Phenoloxidase (PO) is a key factor in insect immunity. On invasion of microorganisms and pathogens, prophenoloxidase (PPO) changes to its active form, PO. The present study has been conducted to purify and characterize the PO from the haemolymph of desert locust, Schistocerca gregaria (Forskal) following activation of immune system by invasion of bacteria, Bacillus thuringiensis kurstaki (Bt). PO is purified by a combination of ammonium sulfate precipitation, blue sepharose CL-6B and phenyl sepharose CL-4B chromatography yielded a 209.97-fold purity and 54.75% recovery of activity. Sodium dodecyl sulfate (SDS) polyacrylamide gel electrophoresis (PAGE) reveals that the molecular weight of the purified PO is 70.154 kDa. The purified PO is characterized in terms of its biochemical and enzymatic properties by using L-DOPA as a specific substrate. Ca²⁺ and Cu²⁺ significantly stimulated PO activity when compared with other metals. The PO reaction was strongly inhibited by phenylthiourea and thiourea, moderately inhibited by ethylene diamine tetractic acid (EDTA) and poorly inhibited by ethylene glycol tetraacetic acid (EGTA) and diethyl dithiocarbamate (DTC). Inhibition of PO showed excellent recovery ability by addition of Ca²⁺ on EGTA-inhibited enzyme. Therefore, PO is most probably a kind of tyrosinase-type Ca²⁺-containing metalloenzyme. The content of Ca²⁺ is higher than other trace metal elements.

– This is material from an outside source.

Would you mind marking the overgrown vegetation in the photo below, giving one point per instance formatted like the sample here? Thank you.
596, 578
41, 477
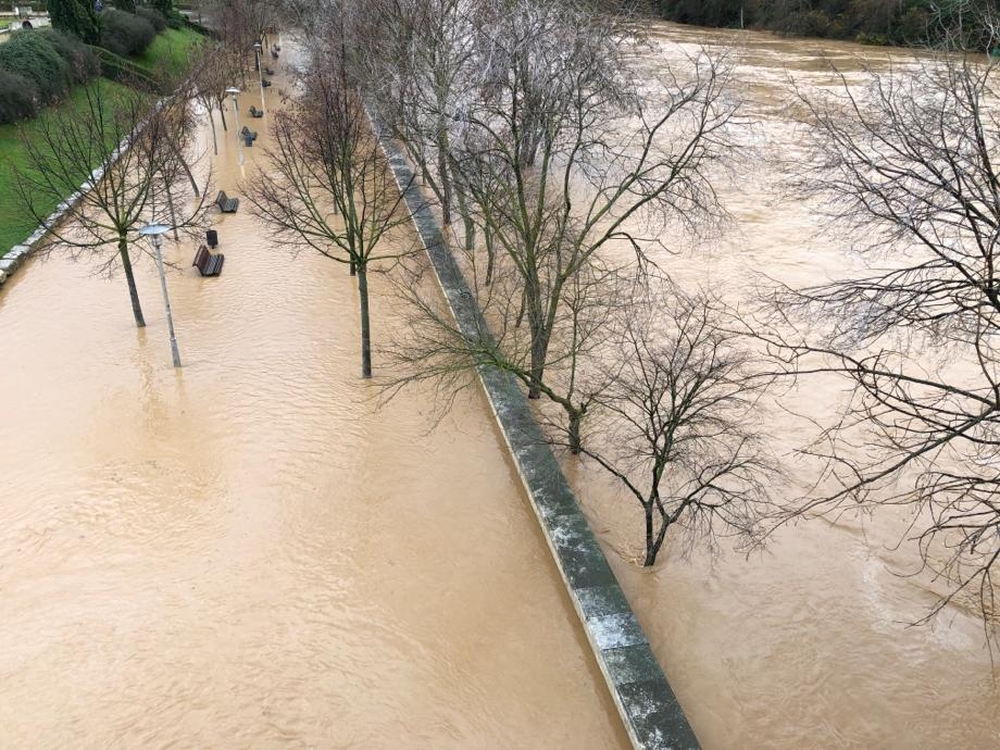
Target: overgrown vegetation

The reactive intermediates yielded by PO with its specific substrate L-DOPA had a broad-spectrum bactericidal activity against Gram +ve bacteria (Bacillus cereus and Staphylococcus aureus) with a greater degree more than Gram-ve bacteria (Escherichia coli and Pseudomonas aeruginosa). From the present study, PO from S. gregaria is most probably a tyrosinase-type calcium-containing mono-phenoloxidase, which functions not only as a catalytic enzyme in melanin production in locusts, but perhaps also as a humoral factor in host defense via melaninization as in other insects.

Key words: Schistocerca gregaria, phenoloxidase, purification.

Abbreviation

EDTA, Ethylene diamine tetractic acid; EGTA, ethylene glycol tetraacetic acid; DTC, diethyl dithiocarbamate; AGERI, agricultural genetic engineering research institute; L-DOPA, L -dihydroxyphenylalanine; SCB, sodium cacodylate buffer.